# Visualise the Embeddings in 2D

In order to visualise how the categorisation task works, we will first show the embedding clusters. We will reduce the dimensionality of the embeddings down so that we can visualise them on a 2D Scatter plot. 

In [22]:
import pandas as pd
import numpy as np
from ast import literal_eval

# We convert the topic embeddings - gathered from COHERE, and convert them into a matrix. 
df = pd.read_csv('./topic_embeddings.csv', sep=',', header=None)
matrix =  np.array(df[2].apply(literal_eval).to_list())


Once we have converted the embeddings into a numpy matrix, we will then reduce the cardinality of them to 2, which will allow us to visualise them. We do this using t-distributed stochastic neighbor embedding, which is an unsupervised way to reduce dimensionality. 

In [None]:
import umap.umap_ as umap

umap_instance = umap.UMAP(n_components=2, n_neighbors=10, random_state=42)
vis_dims = umap_instance.fit_transform(matrix)
vis_dims.shape

We can then visualise this in a 2-Dimensional space. We can see how related topics are clustered together. This is a simplified representation of this data, in reality a lot of these topics will intercept in multiple dimensions. However, this simplified representation allows us to visualise how these topics are similarly themed. 

In [None]:
import matplotlib.pyplot as plt
import matplotlib.patches as mpatches

colors = ["red", "darkorange", "gold", "turquoise", "darkgreen", "yellow", "black"]
topic_names = df[0].unique().tolist()
topic_to_color = dict(zip(topic_names, colors))
color_indices = df[0].values

x = [x for x,_ in vis_dims]
y = [y for _,y in vis_dims]

fig, ax = plt.subplots()
ax.scatter(x, y, color=[topic_to_color[i] for i in df[0]], alpha=0.5)
ax.axis("off")

for idx, arr in enumerate(vis_dims):
    x,y = vis_dims[idx]
    tag = df[1][idx].replace("this is about ", "").lower()
    ax.annotate(tag, (x+ 0.05, y), size=5)
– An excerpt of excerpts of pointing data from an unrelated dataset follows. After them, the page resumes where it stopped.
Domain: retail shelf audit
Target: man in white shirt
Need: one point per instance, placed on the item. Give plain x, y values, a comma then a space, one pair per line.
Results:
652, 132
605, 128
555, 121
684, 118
handles = [mpatches.Patch(color = value, label = key) for (key, value) in topic_to_color.items()]
legend = ax.legend(handles=handles, prop={'size': 6})

We can use this data to cluster some related information. For instance, let's have a look at an article published by ArsTechnica: 

### ***The climate is changing so fast that we haven’t seen how bad extreme weather could get: Decades-old statistics no longer represent what is possible in the present day.***

We have also embedded this story, and so we can visualise where it would sit on the above 2d scatter plot. Doing so will expose some information about what content this story contains. 


In [None]:
article_df = pd.read_csv('./article_embedding.csv', header=None)

topic_list = pd.concat([df[2].apply(literal_eval), article_df[1].apply(literal_eval)])

topic_and_article_matrix = np.array(topic_list.to_list())
topic_and_article_dims = umap_instance.fit_transform(topic_and_article_matrix)

topic_dims = topic_and_article_dims[:-1]
article_dims = topic_and_article_dims[-1:]

# Plot all the topics again. 
x = [x for x,_ in topic_dims]
y = [y for _,y in topic_dims]

fig, ax = plt.subplots()
ax.scatter(x, y, color=[topic_to_color[i] for i in df[0]], alpha=0.5)
ax.axis("off")

article_x = [x for x,_ in article_dims]
article_y = [y for _,y in article_dims]

for idx, arr in enumerate(topic_dims):
    x,y = topic_dims[idx]
    tag = df[1][idx].replace("this is about ", "").lower()
    ax.annotate(tag, (x +0.05, y), size=5)

ax.annotate("ArsTechnica Article", (article_x[0], article_y[0]), size=5)
scatterplot = ax.scatter(article_x, article_y, marker='x', color='red', s=100)

handles = [mpatches.Patch(color = value, label = key) for (key, value) in topic_to_color.items()]


Due to the articles topic, it is plotted closely to both the Climate Science, and Climate policy topic. Hopefully this gives you an idea of how these properties might be used in order to categorise stories like the above into different categories.